A Singaporean man has pleaded guilty to functioning as a foreign agent for China in the united states, as diplomatic tensions between Washington and Beijing continue to innovate.

Jun Wei Yeo, also called Dickson Yeo, pleaded guilty Friday too with his political consultancy in the United States as a front to gather data for Chinese intellect, the US Justice Department said.

Yeo stated from 2015 to 2019, he worked for Chinese intellect” to identify and evaluate Americans using invaluable non-public info, including US government and military workers with high-tech safety clearances.”

The plea comes as China ordered the closure of the US consulate at the south-western town of Chengdu on Friday.

US Secretary of State Mike Pompeo labeled the consulate”a heart of intellectual property theft.”

Tensions between the united states and China have dropped since 2018, which began using a trade war.

It led to Washington and Beijing slapping tariffs on countless billions of dollars worth of the export products, following the Trump government accused China of unfair trading practices.

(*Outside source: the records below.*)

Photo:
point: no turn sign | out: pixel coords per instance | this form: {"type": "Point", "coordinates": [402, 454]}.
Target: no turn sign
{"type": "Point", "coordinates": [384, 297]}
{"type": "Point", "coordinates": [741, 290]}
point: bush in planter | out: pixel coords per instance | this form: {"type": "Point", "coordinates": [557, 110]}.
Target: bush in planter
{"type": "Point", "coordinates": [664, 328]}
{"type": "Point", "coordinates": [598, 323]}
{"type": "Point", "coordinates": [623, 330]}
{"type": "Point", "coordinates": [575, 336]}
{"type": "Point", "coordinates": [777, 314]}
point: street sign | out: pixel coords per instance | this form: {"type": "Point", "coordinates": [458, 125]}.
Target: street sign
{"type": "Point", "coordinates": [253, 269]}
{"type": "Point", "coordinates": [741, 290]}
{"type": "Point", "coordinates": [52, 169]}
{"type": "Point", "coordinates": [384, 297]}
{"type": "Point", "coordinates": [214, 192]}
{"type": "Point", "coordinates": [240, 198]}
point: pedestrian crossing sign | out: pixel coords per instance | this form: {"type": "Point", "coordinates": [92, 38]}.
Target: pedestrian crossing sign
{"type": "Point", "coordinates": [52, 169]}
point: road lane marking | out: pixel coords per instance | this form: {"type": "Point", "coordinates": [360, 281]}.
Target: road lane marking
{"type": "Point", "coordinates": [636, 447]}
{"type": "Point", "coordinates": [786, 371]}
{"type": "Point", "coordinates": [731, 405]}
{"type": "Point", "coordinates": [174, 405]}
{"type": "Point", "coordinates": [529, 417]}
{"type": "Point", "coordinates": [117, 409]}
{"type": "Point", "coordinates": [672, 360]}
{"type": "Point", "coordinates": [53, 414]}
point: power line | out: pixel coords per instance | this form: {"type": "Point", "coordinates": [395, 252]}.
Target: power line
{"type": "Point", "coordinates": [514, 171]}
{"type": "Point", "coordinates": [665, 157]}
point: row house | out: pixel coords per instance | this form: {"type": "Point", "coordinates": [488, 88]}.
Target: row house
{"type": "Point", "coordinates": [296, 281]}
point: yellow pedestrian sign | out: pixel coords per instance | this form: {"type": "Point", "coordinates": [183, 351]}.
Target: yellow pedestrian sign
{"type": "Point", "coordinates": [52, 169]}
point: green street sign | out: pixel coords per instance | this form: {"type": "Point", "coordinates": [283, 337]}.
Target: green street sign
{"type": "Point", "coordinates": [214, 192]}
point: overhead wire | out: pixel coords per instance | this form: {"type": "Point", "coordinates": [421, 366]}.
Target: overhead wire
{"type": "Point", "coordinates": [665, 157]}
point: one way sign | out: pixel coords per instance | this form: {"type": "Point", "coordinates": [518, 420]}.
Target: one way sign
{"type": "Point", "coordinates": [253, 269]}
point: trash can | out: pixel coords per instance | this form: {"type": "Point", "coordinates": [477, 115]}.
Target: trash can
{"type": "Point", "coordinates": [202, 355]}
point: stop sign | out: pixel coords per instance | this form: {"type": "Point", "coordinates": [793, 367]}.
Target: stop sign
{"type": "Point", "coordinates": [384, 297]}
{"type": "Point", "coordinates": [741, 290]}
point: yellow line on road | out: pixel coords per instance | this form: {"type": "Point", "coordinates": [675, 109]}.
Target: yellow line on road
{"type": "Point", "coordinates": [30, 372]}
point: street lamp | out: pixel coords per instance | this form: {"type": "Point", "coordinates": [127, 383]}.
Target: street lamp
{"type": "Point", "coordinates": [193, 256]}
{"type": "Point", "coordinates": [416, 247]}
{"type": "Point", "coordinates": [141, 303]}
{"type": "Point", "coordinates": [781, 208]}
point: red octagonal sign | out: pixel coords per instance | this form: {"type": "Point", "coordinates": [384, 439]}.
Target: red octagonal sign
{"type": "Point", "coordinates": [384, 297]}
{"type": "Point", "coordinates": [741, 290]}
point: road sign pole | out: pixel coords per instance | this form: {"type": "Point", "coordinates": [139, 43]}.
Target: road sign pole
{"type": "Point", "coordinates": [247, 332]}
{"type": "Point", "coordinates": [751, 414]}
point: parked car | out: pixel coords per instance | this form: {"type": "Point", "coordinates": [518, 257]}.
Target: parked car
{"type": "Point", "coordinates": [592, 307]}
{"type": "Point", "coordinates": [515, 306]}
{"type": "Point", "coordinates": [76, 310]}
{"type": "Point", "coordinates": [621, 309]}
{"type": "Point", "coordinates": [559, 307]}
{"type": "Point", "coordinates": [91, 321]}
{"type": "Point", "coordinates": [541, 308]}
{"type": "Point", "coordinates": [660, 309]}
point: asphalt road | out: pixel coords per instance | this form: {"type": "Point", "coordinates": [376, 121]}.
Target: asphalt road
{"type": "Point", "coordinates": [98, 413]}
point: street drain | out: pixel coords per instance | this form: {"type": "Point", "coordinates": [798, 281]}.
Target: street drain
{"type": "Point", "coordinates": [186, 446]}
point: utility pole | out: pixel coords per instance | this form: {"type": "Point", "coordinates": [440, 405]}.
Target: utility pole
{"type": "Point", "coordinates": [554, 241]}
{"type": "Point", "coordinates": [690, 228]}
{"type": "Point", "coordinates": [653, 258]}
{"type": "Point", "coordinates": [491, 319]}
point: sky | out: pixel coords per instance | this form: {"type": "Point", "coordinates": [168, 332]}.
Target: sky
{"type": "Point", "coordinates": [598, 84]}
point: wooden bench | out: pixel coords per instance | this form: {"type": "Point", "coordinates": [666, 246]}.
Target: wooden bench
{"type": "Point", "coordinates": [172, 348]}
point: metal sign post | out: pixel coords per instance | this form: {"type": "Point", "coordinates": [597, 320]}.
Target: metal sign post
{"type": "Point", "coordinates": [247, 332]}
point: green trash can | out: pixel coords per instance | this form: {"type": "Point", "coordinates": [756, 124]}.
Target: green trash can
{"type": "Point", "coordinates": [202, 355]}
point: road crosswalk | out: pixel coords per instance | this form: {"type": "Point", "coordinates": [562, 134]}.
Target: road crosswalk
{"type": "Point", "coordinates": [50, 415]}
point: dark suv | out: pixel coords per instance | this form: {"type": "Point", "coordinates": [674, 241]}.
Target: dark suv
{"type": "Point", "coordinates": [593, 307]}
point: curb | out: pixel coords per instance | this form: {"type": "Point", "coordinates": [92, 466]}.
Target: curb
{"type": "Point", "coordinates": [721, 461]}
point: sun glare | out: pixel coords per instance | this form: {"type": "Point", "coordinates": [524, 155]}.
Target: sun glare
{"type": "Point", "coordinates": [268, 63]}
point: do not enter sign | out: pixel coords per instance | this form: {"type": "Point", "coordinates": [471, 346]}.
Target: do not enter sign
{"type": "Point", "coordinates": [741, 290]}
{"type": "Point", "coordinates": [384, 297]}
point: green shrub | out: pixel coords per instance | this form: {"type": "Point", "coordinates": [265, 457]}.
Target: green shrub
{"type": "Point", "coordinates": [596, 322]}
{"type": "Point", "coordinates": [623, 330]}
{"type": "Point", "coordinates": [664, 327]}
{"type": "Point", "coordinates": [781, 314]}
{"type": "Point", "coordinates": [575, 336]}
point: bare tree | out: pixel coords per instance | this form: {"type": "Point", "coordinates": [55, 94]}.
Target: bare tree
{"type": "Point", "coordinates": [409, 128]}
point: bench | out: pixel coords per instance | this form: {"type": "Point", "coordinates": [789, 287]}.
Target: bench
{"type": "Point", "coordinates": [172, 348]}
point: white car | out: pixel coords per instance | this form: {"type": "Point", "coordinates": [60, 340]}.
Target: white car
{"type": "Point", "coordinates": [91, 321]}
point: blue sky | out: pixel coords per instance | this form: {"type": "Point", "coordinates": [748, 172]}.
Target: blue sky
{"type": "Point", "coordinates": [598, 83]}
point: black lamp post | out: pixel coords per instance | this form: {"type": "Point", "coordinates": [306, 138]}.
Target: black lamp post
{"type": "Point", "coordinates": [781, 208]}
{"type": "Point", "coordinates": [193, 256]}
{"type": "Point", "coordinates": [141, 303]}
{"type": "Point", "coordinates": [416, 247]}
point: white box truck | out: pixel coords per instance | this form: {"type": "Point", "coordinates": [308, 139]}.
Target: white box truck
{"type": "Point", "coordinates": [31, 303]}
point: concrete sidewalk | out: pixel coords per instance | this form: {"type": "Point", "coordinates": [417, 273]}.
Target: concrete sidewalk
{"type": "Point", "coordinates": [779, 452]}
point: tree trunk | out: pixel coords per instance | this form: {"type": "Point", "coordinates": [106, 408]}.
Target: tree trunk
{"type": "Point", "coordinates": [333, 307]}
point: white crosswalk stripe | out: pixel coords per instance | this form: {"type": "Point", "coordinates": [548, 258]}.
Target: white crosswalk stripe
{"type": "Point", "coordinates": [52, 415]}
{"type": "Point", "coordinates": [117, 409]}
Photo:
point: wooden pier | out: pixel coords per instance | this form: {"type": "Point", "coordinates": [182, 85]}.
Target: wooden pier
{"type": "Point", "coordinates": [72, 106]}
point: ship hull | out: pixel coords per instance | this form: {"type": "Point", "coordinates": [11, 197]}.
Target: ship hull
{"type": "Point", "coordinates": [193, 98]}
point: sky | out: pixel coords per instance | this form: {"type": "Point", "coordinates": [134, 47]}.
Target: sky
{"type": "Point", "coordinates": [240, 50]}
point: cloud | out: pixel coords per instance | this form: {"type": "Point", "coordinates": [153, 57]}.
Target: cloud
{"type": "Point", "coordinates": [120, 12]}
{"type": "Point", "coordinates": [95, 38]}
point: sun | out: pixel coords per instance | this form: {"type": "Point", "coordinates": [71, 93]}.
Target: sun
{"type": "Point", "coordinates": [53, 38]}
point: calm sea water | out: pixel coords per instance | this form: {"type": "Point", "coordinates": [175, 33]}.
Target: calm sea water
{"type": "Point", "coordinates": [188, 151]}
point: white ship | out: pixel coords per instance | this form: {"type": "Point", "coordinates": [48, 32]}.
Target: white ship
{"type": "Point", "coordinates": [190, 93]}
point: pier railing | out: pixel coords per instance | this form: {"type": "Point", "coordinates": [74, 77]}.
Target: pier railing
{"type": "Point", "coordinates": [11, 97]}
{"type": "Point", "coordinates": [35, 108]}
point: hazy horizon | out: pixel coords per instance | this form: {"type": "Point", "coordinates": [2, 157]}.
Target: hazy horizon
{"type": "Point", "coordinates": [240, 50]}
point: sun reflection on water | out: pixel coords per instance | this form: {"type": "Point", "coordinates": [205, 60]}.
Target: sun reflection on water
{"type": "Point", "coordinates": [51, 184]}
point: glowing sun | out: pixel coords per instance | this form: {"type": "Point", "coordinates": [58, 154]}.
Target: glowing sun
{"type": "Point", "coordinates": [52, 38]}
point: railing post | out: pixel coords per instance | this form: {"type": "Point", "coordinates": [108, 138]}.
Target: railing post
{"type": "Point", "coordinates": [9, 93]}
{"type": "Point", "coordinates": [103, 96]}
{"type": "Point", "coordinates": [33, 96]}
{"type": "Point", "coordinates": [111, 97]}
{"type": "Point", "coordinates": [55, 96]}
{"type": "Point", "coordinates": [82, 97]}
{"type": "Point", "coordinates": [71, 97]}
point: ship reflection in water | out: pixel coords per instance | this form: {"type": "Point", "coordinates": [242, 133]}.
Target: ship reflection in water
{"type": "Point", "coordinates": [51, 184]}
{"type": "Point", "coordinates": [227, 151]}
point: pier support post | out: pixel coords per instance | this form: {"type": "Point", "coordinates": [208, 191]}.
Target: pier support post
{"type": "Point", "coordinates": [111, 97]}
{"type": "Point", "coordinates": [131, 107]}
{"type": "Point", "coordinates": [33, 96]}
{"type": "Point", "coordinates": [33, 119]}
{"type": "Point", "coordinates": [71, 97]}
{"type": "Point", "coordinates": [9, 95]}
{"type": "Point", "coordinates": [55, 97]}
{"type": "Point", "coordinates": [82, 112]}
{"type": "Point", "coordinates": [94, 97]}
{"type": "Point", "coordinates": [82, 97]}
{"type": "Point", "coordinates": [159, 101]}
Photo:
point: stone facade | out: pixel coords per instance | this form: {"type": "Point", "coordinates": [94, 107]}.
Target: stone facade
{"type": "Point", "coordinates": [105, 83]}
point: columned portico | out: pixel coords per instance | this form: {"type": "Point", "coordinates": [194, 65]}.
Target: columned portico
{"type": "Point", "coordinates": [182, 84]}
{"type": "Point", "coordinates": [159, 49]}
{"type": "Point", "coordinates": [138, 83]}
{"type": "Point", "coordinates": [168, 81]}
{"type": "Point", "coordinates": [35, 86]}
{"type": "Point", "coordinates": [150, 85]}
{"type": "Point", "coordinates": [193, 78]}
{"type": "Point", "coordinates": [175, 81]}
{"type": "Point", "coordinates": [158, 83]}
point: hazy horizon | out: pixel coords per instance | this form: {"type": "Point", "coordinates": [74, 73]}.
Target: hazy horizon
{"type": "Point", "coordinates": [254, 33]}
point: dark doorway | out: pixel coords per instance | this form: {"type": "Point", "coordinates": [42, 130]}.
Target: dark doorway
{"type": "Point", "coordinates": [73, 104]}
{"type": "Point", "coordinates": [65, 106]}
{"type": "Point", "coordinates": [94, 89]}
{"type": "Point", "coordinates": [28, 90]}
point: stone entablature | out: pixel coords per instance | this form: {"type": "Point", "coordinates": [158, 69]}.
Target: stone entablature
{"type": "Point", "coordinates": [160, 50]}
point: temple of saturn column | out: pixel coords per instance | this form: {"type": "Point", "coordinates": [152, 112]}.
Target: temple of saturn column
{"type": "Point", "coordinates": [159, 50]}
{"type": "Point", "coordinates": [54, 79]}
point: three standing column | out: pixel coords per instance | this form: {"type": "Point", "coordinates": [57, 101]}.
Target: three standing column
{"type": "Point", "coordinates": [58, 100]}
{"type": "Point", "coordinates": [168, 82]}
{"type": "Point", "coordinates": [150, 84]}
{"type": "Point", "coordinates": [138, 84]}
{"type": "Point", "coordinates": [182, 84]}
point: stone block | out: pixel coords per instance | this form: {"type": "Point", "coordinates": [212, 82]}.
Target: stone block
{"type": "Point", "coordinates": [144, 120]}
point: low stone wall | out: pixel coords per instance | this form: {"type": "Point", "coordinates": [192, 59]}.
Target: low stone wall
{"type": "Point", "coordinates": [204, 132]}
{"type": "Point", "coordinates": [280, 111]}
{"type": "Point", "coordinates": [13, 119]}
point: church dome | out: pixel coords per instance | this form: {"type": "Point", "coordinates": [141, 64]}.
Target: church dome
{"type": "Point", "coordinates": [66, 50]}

Negotiations between the two sides are continuing.

Their relationship has soured in the previous year with problems arising over tech, the US blaming the COVID-19 outbreak on China, and Beijing’s clampdown on Hong Kong’s independence.

The US has also detained four Chinese academics lately, charging them with lying visa programs in their ties to the People’s Liberation Army.

Who’s Yeo?

According to the US, Yeo was recruited by Chinese intelligence when working as an academic at the National University of Singapore.

Yeo’s LinkedIn webpage stated he was employed as a political risk analyst centered on China and Association of Southeast Asian Nations (ASEAN) states, stating that he had been”bridging North America together with Beijing, Tokyo, and Southeast Asia.”

The court filing stated Yeo has been led by Chinese intellect to start up a bogus consultancy and extend jobs.

He supposedly received over 400 resumes, 90 percent of these were from the US army or government employees with security clearances.

Yeo was detained as he flew into the US in 2019.

He had been”with career media sites along with also a fictitious consulting company to lure Americans who are of interest to the Chinese authorities,” said Assistant Attorney General John Demers at a statement.

“This is just one more illustration of the Chinese administration’s manipulation of the willingness of American culture,” he explained.